休館について
…先日西洋美術館のホームページを見たところ、館内施設整備のため2020年10月19日から2022年春(予定)まで約1年半に渡り全館休館とのお知らせが掲載されていたため、しばらく見られなくなる前にと思って常設展を見に行きました。お馴染みの作品もあれば初めて目にする作品もありましたが、改めて見応えのあるコレクションだと実感しました。

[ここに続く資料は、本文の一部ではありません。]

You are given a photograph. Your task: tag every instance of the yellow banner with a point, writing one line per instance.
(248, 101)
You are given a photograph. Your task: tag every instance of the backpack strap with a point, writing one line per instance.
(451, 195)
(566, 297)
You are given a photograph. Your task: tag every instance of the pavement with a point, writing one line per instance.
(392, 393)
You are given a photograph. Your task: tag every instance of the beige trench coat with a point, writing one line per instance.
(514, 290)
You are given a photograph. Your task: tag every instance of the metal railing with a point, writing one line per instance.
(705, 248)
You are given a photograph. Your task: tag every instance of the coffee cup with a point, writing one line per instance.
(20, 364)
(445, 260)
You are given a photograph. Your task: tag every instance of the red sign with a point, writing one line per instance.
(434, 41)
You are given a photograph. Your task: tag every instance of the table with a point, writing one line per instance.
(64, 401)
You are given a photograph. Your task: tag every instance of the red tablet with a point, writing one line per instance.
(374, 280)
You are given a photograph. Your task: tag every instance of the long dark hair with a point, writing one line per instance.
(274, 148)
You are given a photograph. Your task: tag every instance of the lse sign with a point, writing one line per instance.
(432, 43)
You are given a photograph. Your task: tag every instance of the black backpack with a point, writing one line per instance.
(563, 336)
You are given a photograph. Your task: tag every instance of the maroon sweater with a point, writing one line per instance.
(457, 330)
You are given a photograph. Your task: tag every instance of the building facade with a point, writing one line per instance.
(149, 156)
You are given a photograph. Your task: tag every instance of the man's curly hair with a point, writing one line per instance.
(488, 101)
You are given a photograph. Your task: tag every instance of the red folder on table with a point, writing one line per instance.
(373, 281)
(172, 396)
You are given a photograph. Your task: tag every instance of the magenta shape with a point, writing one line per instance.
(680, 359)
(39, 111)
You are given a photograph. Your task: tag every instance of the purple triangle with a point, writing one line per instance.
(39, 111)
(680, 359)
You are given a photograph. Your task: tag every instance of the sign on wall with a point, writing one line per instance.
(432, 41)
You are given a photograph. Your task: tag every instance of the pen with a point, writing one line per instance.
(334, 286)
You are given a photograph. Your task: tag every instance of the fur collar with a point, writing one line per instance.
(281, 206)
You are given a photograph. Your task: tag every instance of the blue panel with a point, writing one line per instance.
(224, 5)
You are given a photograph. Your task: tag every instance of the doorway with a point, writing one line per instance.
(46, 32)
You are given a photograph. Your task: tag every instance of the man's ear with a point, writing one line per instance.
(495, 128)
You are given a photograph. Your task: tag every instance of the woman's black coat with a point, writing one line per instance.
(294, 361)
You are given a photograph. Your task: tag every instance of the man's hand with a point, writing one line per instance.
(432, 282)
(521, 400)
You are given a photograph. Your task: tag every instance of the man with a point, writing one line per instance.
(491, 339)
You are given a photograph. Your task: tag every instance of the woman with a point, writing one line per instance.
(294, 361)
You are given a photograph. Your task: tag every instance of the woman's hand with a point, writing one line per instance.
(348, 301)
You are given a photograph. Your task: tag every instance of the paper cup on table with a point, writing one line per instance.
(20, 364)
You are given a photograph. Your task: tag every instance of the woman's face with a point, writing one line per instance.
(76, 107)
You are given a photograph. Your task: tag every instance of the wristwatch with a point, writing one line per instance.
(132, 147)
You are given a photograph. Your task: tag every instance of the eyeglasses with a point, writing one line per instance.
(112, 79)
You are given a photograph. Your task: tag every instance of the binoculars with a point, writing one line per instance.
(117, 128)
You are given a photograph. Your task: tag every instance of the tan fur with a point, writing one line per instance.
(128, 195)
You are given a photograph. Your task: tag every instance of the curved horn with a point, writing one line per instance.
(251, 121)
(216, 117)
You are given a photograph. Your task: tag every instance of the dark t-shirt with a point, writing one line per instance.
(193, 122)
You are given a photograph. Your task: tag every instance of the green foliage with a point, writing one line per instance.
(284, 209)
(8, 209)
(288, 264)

…常設展は当日券での入場になります。館内の展示作品は撮影可能(寄託作品は撮影できないようです)で、所要時間は2時間半程度でした。
感想
…西洋美術館の代名詞と言ったらロダン《考える人》ですね。
…新収蔵作品としてクラーナハ(父)《ホロフェルネスの首を持つユディト》(1530年頃)が展示されていました。「クラーナハ展」(2016~2017年)の後、2018年度に購入された作品なんですね。近くにはティツィアーノ《洗礼者聖ヨハネの首を持つサロメ》(1560~70年頃)も展示されていました。クラーナハの描く華奢なユディトとティツィアーノの豊満なサロメが対照的ですが、男性、そして鑑賞者を誘惑し破滅させて勝ち誇る妖しく官能的な目の表情には相通じるものが感じられます。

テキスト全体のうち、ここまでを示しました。